Welsh higher education policy can sometimes feel like the UK in the Brexit transition period – it feels all the pain of Westminster decisions it very often has no say in.
There is in reality one UK HE market, and each system needs to work to make itself as attractive as possible to stay competitive. But if one part of the UK changes others need to follow.
Science saves Wales?
One option would be for Wales to adopt the Augar pricing structure wholesale Here I’ve modelled this for the £6,500/£13,500 “preview” from the other week.
We see a surprising number of “winners” – to the extent that the sector overall would see at £30m boost in income. This windfall is focused on Wales’ more traditional STEM-focused institutions like Cardiff and Swansea but more diverse and arts-focused institutions like Glyndwr and Trinity St David would still have to manage sizeable losses.
An additional tab on this visualisation allows you to look at the most recent subject make-up of each institution. It’s still the case that it is impossible to train to be a vet in Wales – but the sector does have a notable STEM focus.
Where do Welsh HEIs get their money?
The switch-over between Higher Education Funding Council for Wales and fee income happened for the academic year commencing in 2015. Before that income had grown slowly, but without keeping pace with England. There was a slight boost in 2015 and the hope is that a rise in student numbers will continue this trend.
Though most HEIs seem healthy, there are a couple that appear to be in a slow tailspin. Glyndwr, for instance has lost 25% of its overall income since 2013.
HEFCW have traditionally managed financial risk by brokering mergers and partnerships and we can see evidence of the late 2000s wave of mergers producing larger and more sustainable universities. The subject spread offered by institutions also shows evidence of intervention, though the policy levers linked to high-cost subjects are much less powerful than in England.
Where do Welsh students study?
Wales imports slightly less than half of its students from England – which makes the need to make a rational offer post-Augar even more acute. And, although the majority of Welsh students study in Wales, the number and proportion studying in England is growing and now represents more than a third of all Welsh-domiciled students. Of the four HE sectors in the UK, Wales and England are the most tightly enmeshed and the removal of the Severn Crossing toll suggests that this is unlikely to change.
I’ve plotted the destination of students from different domiciles as a simple national table and, on a second tab, by the local authority of domicile. With Wales being such a net importer of students (Scotland and Northern Ireland are both net exporters), demand for accomodation will continue to grow near popular institutions which suggests another potential revenue stream.
What do the funders say?
Chief Executive of HEFCW David Blaney told Wonkhe that he was watching developments of the Augar review and funding in England “with interest”.
We know from past experience that what happens east of the border can have an impact on the higher education offer in Wales, and there are certainly areas that need to be explored when the findings of the review become apparent,” Blaney said.
The four systems of HE used to work together well in partnership. However, this arguably has diminished somewhat away since 2017 and the establishment of a very different regulatory regime in England. HEFCW is known for its sensitive and considered interventions in HE and the Welsh sector appears very much to be the system with the most evidence of having been planned.

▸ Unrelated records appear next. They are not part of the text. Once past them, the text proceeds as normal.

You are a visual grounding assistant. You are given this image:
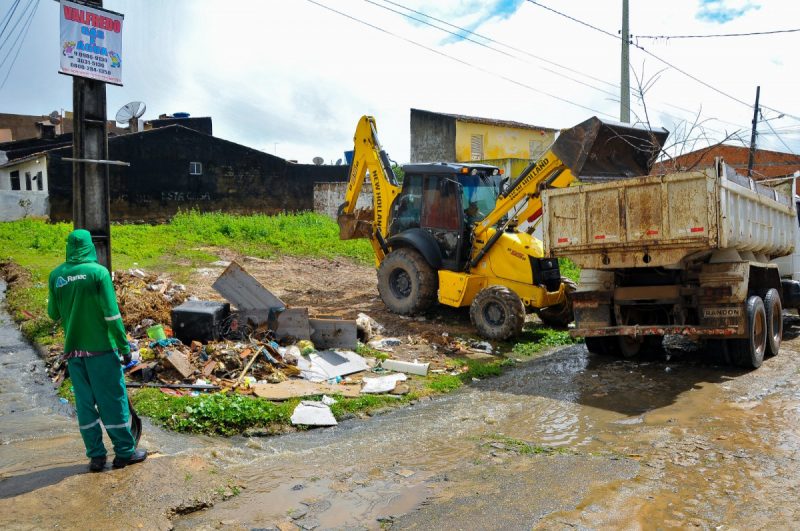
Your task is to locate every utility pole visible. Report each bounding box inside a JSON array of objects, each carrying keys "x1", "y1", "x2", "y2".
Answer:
[
  {"x1": 72, "y1": 0, "x2": 111, "y2": 272},
  {"x1": 747, "y1": 85, "x2": 761, "y2": 177},
  {"x1": 619, "y1": 0, "x2": 631, "y2": 124}
]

Blaney continued: “Policymakers in Wales will need to consider the potential consequences once there is more clarity, and respond to them appropriately while continuing to ensure that there is proper investment in the student experience and living costs, and that the priorities of our Welsh Government can continue to be supported.”
There should be – and there surely must be – a line of communication open between the DfE and Wales. Philip Augar has noted on several occasions that he has been impressed with Ian Diamond’s review with numerous meetings between the panel, Diamond, and Welsh HE leaders convened earlier this year. Even if things have soured on a regulator level (surely the worst kept secret in UK HE policy) frequent contact between DfE and the Welsh Government should ensure the system is not simply blindsided.
There’s an income as well as a market consideration here and there is a very strong sense that a cut for English HE coming. Via the Barnett formula, Wales, Scotland, and Northern Ireland will take a bath too – and any savings on fees for students studying in England are (largely) loans not taken rather than reusable money.
It is unlikely that anyone in Wales would be willing to turn back from a progressive and attractive system of student support that is already seeing a healthy impact on part-time and postgraduate enrolments. But it is also not clear where else the money would come from.